Napier Dagger
The Napier Dagger was FB Halford’s most successful air-cooled engine design for Napier and the only one of his designs to go any way to replace Montague Napier’s rugged Lion! The 24-cylinder supercharged engine was of vertical ‘H’ configuration with twin crankshafts geared together. It included Halford patented hydraulic tappets operated from its four sets of single overhead camshaft gear.
Napier Dagger Engine
Cylinders. 24 ‘H’
Bore & Stroke 3.13/16″ x 3.3/4″
Power Output (Maximum)
- Dagger I E98 705 HP @ 4,000 RPM
- Dagger II E104 760 HP @ 4,000 RPM. E98 modified
- Dagger 800 E105 805 HP @ 4,000 RPM. Double entry blower
- Dagger H10 E108 935 HP @ 4,100 RPM. Two speed supercharger
- Dagger VIII E110 1,000 HP @ 4,200 RPM.
To take hydromatic airscrew w. 2 sp. supercharger - Enlarged Dagger E112 Probably never produced
For engine cooling, air was ducted between the upper and lower cylinders using baffles that directed the air’s flow through the cylinders’ integral cooling fins and outer side of the cylinder banks.
The Dagger I was installed in a Hawker Hart (K2434) biplane serving as an engine testbed making its first flight on 17 December 1933. The Dagger II followed making its first flight in the same aircraft during January 1935. Around September that year the Dagger III was also tested and was chosen for the Hawker Hector of which 179 examples were built. It was also fitted in the Martin-Baker MB2 monoplane fighter aircraft development.

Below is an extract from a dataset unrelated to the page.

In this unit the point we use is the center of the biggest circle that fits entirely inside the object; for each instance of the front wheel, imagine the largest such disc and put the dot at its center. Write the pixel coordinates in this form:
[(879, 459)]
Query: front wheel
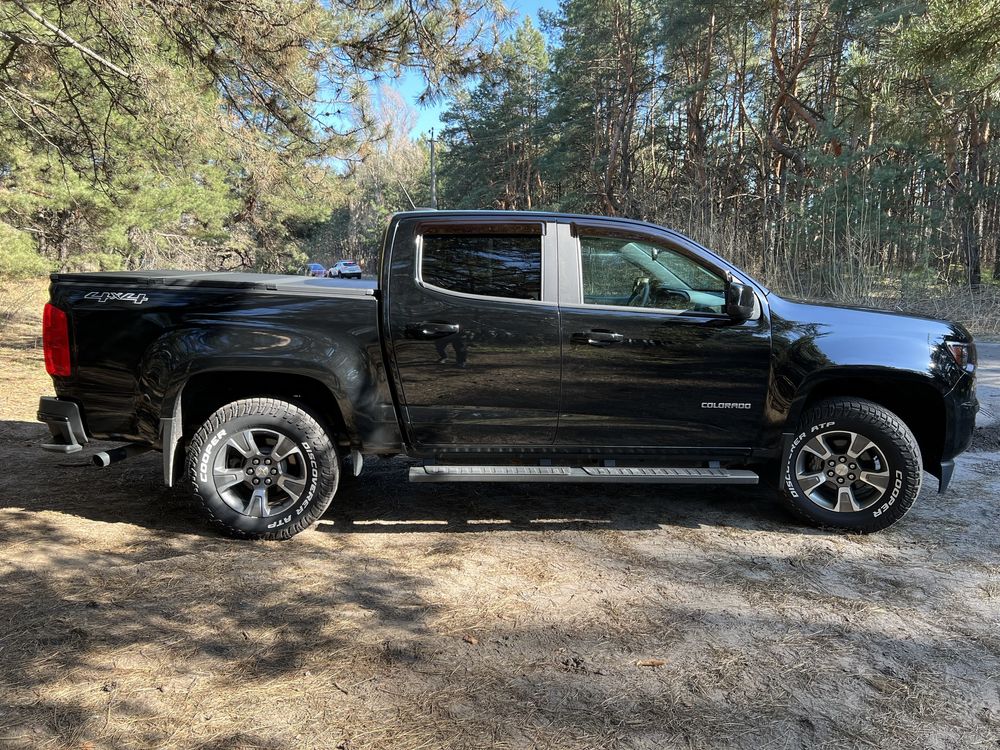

In March 1937, the Dagger VIII was selected for a Dagger powered version of the Handley Page HP.52 Hampden , the HP.53 Hereford I. This was a twin-engine monoplane medium bomber and 100 examples were ordered in August 1937 and saw active service in Europe and North Atlantic early in WWII..
Despite receiving the full support of the Air Ministry this engine failed to break into the market in a big way. Napier would return its attention to water cooled engines such as its big 24-cylinder E107 Sabre.